Catalogue for Philanthropy: Greater Washington
“Give Like a Local” Launches as the Giving Season Kicks Off in Greater Washington
Catalogue for Philanthropy Provides Guide for Washingtonians
Looking for Local Charities Vetted by Local Experts
WASHINGTON, D.C.—Nov. 3, 2014—When people look for a restaurant or want to know what a neighborhood is like, their number one choice is to ask a local person, even before they go online. The Catalogue for Philanthropy applies this thinking to the nonprofit sector; its local experts have released their latest selection of charities that have gone through a successful program review, financial assessment and site visit.
Catalogue reviewers carefully selected 78 charities to join the network of more than 330 vetted charities. All of the nonprofits are locally based and operate with budgets below $3 million; they work in the arts, education, environment, and human services sectors throughout greater Washington.
The Catalogue is launching its “Give Like a Local” campaign to raise awareness of the Catalogue, the charities and the easy way donors can support local charities that mean the most to them. TheCatalogue also offers gift cards, so families and friends can continue the giving tradition with the charities of their choice.

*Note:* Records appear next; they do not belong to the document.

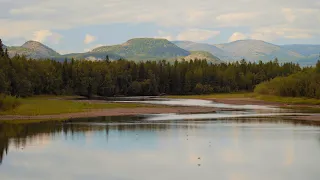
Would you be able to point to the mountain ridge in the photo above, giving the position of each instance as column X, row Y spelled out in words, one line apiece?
column 159, row 49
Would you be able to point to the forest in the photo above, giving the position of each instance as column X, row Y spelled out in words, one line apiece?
column 23, row 77
column 305, row 83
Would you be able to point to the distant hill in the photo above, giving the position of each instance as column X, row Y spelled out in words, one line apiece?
column 251, row 50
column 304, row 49
column 33, row 49
column 202, row 55
column 255, row 50
column 144, row 49
column 90, row 56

“You can think of the Catalogue as the GPS for the sometimes confusing set of choices when you want to help,” says Barbara Harman, president and editor, Catalogue for Philanthropy.“Especially at this time of year, when there are so many activities, people need a trusted source for navigating where and how their dollars should go.”
Since its founding 11 years ago, the Catalogue has raised more than $24 million for nonprofits in D.C. and nearby Virginia and Maryland. The charities are selected and participate without any charge; the Catalogue raises funds separately to support its efforts.

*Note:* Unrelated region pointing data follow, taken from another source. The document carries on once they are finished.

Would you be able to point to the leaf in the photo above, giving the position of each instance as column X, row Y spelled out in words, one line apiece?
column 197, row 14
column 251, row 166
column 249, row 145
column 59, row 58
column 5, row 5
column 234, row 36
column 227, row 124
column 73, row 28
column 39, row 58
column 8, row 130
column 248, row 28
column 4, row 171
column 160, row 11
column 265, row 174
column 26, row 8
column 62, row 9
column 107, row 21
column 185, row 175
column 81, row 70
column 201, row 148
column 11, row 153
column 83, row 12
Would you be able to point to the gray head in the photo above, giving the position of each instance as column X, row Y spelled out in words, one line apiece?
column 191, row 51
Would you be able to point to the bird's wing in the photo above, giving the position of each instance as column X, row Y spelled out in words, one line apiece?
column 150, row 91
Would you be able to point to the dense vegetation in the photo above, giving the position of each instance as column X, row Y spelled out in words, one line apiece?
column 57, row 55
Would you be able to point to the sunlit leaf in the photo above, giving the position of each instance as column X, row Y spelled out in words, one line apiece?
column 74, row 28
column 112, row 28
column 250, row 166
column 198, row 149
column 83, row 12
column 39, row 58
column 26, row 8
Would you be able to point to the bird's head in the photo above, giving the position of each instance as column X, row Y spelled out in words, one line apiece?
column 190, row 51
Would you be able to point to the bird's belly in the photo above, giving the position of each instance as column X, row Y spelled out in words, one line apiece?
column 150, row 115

Some of the new nonprofits this year include:
- Computer CORE in Alexandria, which teaches tech and life skills for low-income adults.
- Hope House DC, which connects children and fathers during periods of incarceration.
- KEEN Greater DC, based in Bethesda, which serves children with disabilities through community sports and recreation.
Returning nonprofits also recognize the value of the initiative. “The Catalogue not only introduces to friends and supporters the work we do with vulnerable children and youth, but it also gives us invaluable, instant credibility. In a very real sense, the Catalogue does for Beacon House what it might take us years to accomplish, if ever,” says Gerry Kittner, executive director, Beacon House.
Saturday night the Catalogue brought together hundreds of supporters and its new nonprofits at the “Inspiration to Action” event at the Harman Center in order celebrate the start of the unofficial giving season (November–December).